Was thinking a Mahlkonig EK43S would be a nice combo......


----------



## coffeechap (Apr 5, 2012)

I will be listing an immaculate La Pavoni professional in a weeks or so time ! Old brass group 49 mm


----------



## Tbay1 (Oct 21, 2017)

Can anyone suggest where to buy one new?


----------



## jt196 (Jan 4, 2012)

I invested in a LaPav EP Xmas time, just before a Niche grinder arrived mid-Jan. The grinder has made a world of difference, as has brushing up on my tamping skills. I'm now getting good shots out of both the GC and the Pav.

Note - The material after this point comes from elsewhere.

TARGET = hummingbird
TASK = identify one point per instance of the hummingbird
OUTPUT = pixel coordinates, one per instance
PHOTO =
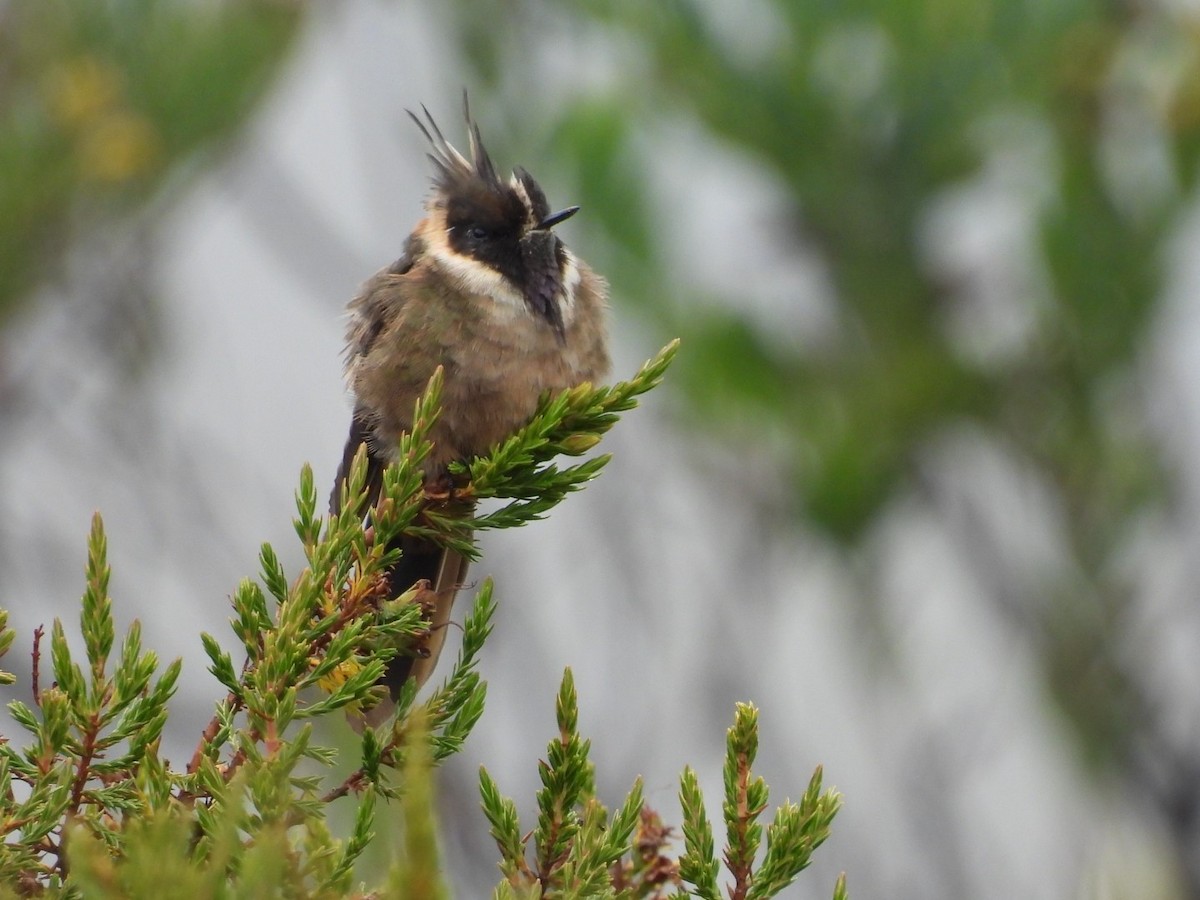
(487, 291)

Once the grinds are in the portfilter, I get a 3D printed funnel/stirring rim on the PF, stir the grinds, tap the side of the PF, tap it on the counter. I've got a cheapo distribution/levelling tool that I use, then tamp with a Motta comp tamper. All this takes less than a minute. Since I've been doing this, I've noticed a huge improvement in shot quality. As gleaned over this last month, I think the combo of a dialled in grinds from a good grinder and tamping techniques are the bulk of the job done.

Got my LP second hand from Facebook marketplace for £150. Have since modded the pressure and added a VST screen and basket. Personally, with hindsight, I think if you went down the grinder + bottomless PF route - get your tamping technique up to scratch on the GC, you may find you're able to get a lot more out of the machine.


----------



## MediumRoastSteam (Jul 7, 2015)

jt196 said:


> Got my LP second hand from Facebook marketplace for £150. Have since modded the pressure and added a VST screen and basket.


VST? Do you mean IMS?


----------



## Tbay1 (Oct 21, 2017)

Well it arrived today from Amazon.it, taken about 8 shots to get it setup with my 4 week old beans.....

Really liking the machine its a great piece of kit and is making a good shot, work in progress I guess.


----------